Yubaihe Zhou and Dennis Pearl (Penn State University)
Wednesday, January 9, 2019 - 2:00pm
Each summer ten Penn State undergraduate statistics majors develop R Shiny apps for teaching and then field-test them in courses the following academic year. This webinar will describe this summer research program and its benefits for the students involved, and also showcase the apps produced for both introductory and upper division statistics courses (they are available at https://shinyapps.science.psu.edu/).
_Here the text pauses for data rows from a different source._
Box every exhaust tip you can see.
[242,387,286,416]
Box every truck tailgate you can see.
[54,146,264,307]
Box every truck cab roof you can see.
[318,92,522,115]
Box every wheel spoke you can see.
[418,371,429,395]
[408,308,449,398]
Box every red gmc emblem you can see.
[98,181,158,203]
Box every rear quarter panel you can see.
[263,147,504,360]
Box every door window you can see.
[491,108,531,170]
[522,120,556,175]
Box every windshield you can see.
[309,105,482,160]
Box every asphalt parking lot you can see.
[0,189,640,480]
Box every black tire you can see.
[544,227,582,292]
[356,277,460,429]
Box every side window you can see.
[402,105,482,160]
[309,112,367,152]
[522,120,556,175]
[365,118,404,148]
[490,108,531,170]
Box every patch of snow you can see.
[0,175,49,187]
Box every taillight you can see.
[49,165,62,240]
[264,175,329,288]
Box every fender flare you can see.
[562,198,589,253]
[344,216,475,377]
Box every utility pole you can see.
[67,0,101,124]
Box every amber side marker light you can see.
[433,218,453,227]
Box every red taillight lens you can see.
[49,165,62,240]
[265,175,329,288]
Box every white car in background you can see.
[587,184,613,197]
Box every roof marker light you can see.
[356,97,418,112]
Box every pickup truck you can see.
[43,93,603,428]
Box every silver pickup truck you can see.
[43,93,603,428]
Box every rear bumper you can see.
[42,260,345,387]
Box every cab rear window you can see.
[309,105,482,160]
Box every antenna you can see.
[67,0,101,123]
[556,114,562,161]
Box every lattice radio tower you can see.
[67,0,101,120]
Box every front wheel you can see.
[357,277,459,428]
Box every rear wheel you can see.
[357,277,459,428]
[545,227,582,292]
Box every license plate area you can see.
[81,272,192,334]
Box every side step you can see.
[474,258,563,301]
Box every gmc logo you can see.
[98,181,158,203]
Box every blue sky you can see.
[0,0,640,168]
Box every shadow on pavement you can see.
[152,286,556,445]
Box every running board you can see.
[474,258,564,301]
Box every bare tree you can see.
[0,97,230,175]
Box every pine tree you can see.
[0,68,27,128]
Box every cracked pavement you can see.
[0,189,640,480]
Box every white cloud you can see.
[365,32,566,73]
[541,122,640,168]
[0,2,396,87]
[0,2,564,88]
Philipp Burckhardt, Francis R. Kovacs, Rebecca Nugent, and Ron Yurko
Tuesday, December 11, 2018 - 2:00pm
In an effort to respond to the growing need to support active engagement with the entire data analysis pipeline at the introductory level, Carnegie Mellon Statistics & Data Science is building ISLE (Integrated Statistics Learning Environment), an interactive, e-learning platform that removes the computing cognitive load and lets students explore Statistics & Data Science concepts in structured and unstructured ways. Usable both inside and outside of the classroom, the browser-based platform also supports student-driven inquiry and case studies. The platform is flexible enough to allow adaptation, providing different modes of data analysis instruction, active learning opportunities, group work, and exercises for different subsets of the population. Students are also able to build their own case studies with little restriction or faculty intervention. In an effort to characterize different student approaches to data analysis, we track and model every click, word used, and decision made throughout the data analysis pipeline from loading the data to the final written report. These metrics can be displayed to instructors, some in real-time and some in report format. In this demonstration, we will give an overview of ISLE’s capabilities and show some insightful examples of modeling student behavior (changing over time) with a particular focus on how students write about data. Webinar participants will be able to interact with an ISLE Data Explorer during the talk.